Par une correspondance officielle adressée à plusieurs hautes autorités congolaises, la Société Civile du Sud-Kivu, à travers sa Présidente Me Néné Bintu Iragi, a exprimé une série de doléances concernant la note circulaire n°06/DGM/DG/895/025 du 6 juin 2025 émise par la Direction Générale de Migration (DGM), qui interdit l’usage des documents migratoires signés par l’administration de facto de la coalition armée AFC-M23.
Dans ce courrier, la coordination provinciale met en lumière les conséquences dramatiques de cette mesure sur les citoyens congolais résidant dans l’Est du pays, une région déjà durement touchée par l’insécurité.
Voici les huit griefs principaux énumérés par la Société Civile :
- L’impossibilité de voyager entre Bukavu et Uvira
Les routes entre Bukavu et Uvira sont rendues impraticables par l’occupation de Kamanyola et de Katogota par les forces du M23. Les déplacements sont dangereux, onéreux (jusqu’à 500.000 FC) et humiliants. Seuls les femmes et les mineurs peuvent circuler librement. Les hommes sont souvent soupçonnés de trahison selon leur provenance.
Lire aussi: Goma: la DGM rappelle à certains agents de la DGDA l’interdiction d’habiter au Rwanda
- Blocage diplomatique avec le Burundi
Le Burundi refuse désormais l’entrée des détenteurs de documents migratoires délivrés en zone M23, même pour des raisons médicales ou académiques. Cela empêche de nombreux malades d’accéder à leurs traitements et des étudiants de poursuivre leurs études. Certains malades sont décédés faute de soins accessibles.
- Inaccessibilité aux services bancaires
À Bukavu, les services financiers sont paralysés. Les citoyens ne peuvent plus accéder à leurs comptes. La seule alternative – se rendre à Kinshasa – est devenue impossible. La Société Civile interpelle le gouvernement sur sa mission de protéger les citoyens et leurs biens.
- Risque sanitaire lié aux échanges avec le Rwanda
Isolés, les Congolais se tournent vers le Rwanda pour leurs approvisionnements alimentaires et financiers, exposant la population à des risques sanitaires graves en raison du manque de contrôle aux frontières.
- Une mesure qui alimente les projets de balkanisation
La mesure de la DGM, bien qu’administrative, pourrait être instrumentalisée par ceux qui prônent la partition du pays. La Société Civile rappelle son engagement constant pour l’intégrité territoriale, notamment à travers les manifestations du 27 janvier 2025 à Bukavu.
- Silence coupable des élus du Sud-Kivu
La Société Civile déplore le mutisme des élus et leaders politiques du Sud-Kivu face à la crise actuelle. Alors que l’attention nationale se focalise sur un éventuel remaniement gouvernemental, les priorités sociales des populations sont ignorées.

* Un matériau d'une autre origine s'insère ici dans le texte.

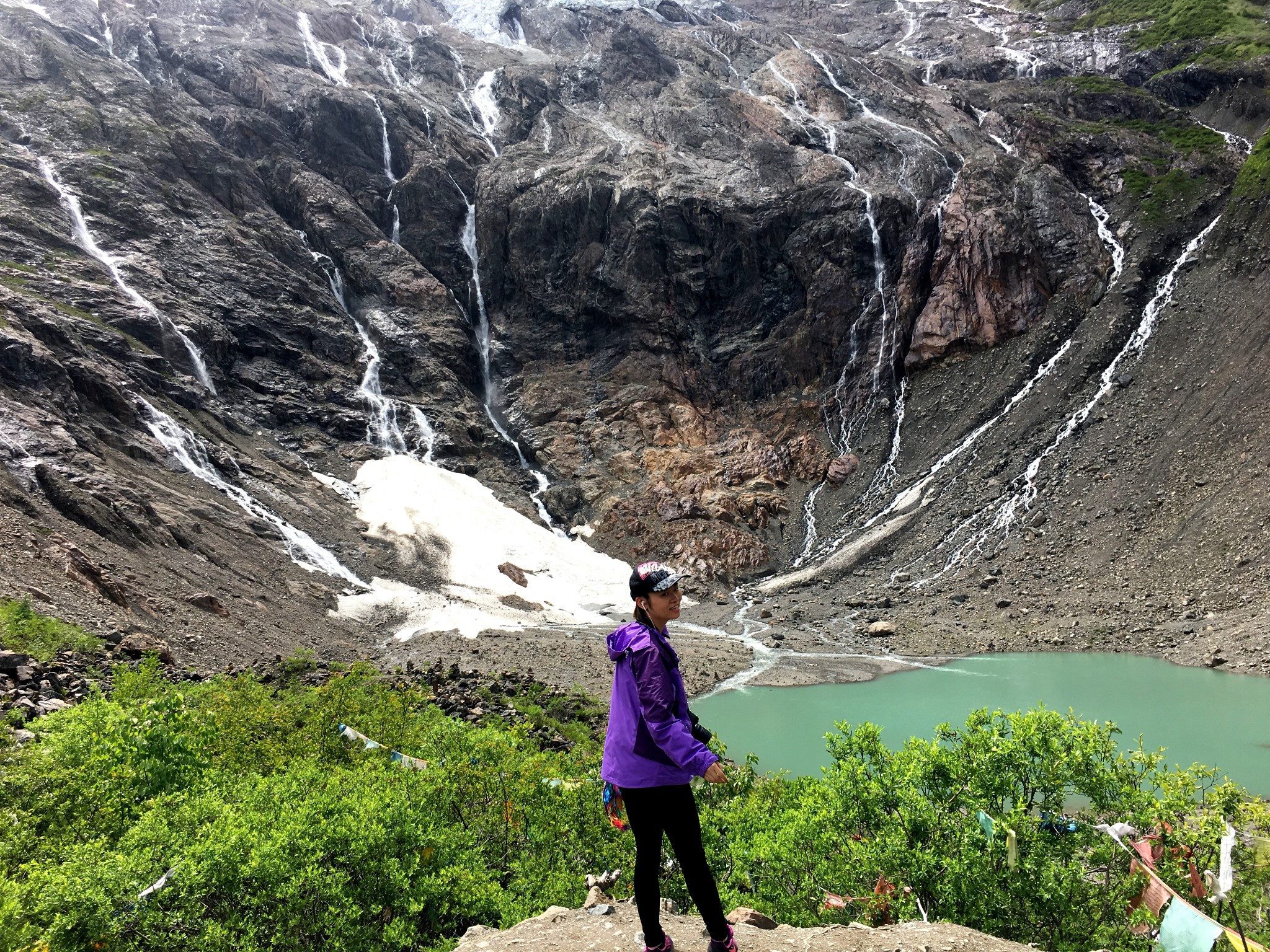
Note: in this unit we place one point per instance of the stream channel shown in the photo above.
(1199, 715)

Lire aussi: Goma: suite à la mesure de la DGM, plus de 200 personnes vivant avec handicap stoppent leur mouvement à la frontière
- L’obtention d’un passeport est un calvaire
Le passeport – seul document accepté pour voyager – n’est délivré qu’à Kinshasa et dans quelques ambassades. Le remplacement récent du fournisseur de passeports complique encore plus la procédure. La Société Civile appelle le Ministère des Affaires Étrangères à informer la population et à rester vigilant face aux tentatives de fraude à la nationalité.
- Révision de la mesure de la DGM
Enfin, la Société Civile appelle la DGM à revoir sa circulaire, afin de permettre la libre circulation des Congolais vivant dans des zones en guerre. Elle invite le gouvernement à privilégier la paix, la bonne gouvernance, la justice et la transparence pour éviter que ces populations ne soient doublement victimes : de l’agression armée et de l’isolement administratif.

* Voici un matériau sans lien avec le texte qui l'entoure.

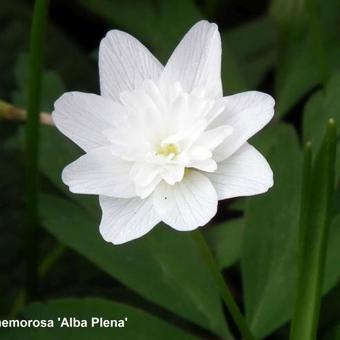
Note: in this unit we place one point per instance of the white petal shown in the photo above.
(83, 116)
(124, 63)
(245, 173)
(208, 165)
(196, 61)
(188, 204)
(99, 172)
(247, 113)
(212, 138)
(124, 220)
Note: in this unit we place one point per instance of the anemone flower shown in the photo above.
(162, 143)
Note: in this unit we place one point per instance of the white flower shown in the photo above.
(162, 143)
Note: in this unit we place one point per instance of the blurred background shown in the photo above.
(289, 49)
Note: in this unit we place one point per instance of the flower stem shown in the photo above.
(38, 29)
(221, 285)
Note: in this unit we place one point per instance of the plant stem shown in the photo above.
(39, 22)
(316, 203)
(221, 285)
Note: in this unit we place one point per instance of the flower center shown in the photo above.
(168, 150)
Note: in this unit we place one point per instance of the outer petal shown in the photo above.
(196, 61)
(188, 204)
(99, 172)
(123, 63)
(83, 116)
(245, 173)
(247, 113)
(124, 220)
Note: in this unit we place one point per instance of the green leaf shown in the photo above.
(139, 324)
(306, 61)
(164, 266)
(254, 59)
(296, 74)
(225, 240)
(333, 334)
(268, 255)
(52, 86)
(316, 204)
(322, 106)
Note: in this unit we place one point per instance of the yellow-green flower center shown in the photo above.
(169, 150)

Enfin, la Société Civile du Sud-Kivu rappelle que les Congolais de l’Est ne doivent pas être abandonnés à leur sort. Ils doivent pouvoir bénéficier des mêmes droits que leurs compatriotes et être soutenus par les institutions nationales dans leur quête de paix et de dignité. Elle lance un appel pressant aux autorités nationales pour une action urgente, humanitaire et patriotique.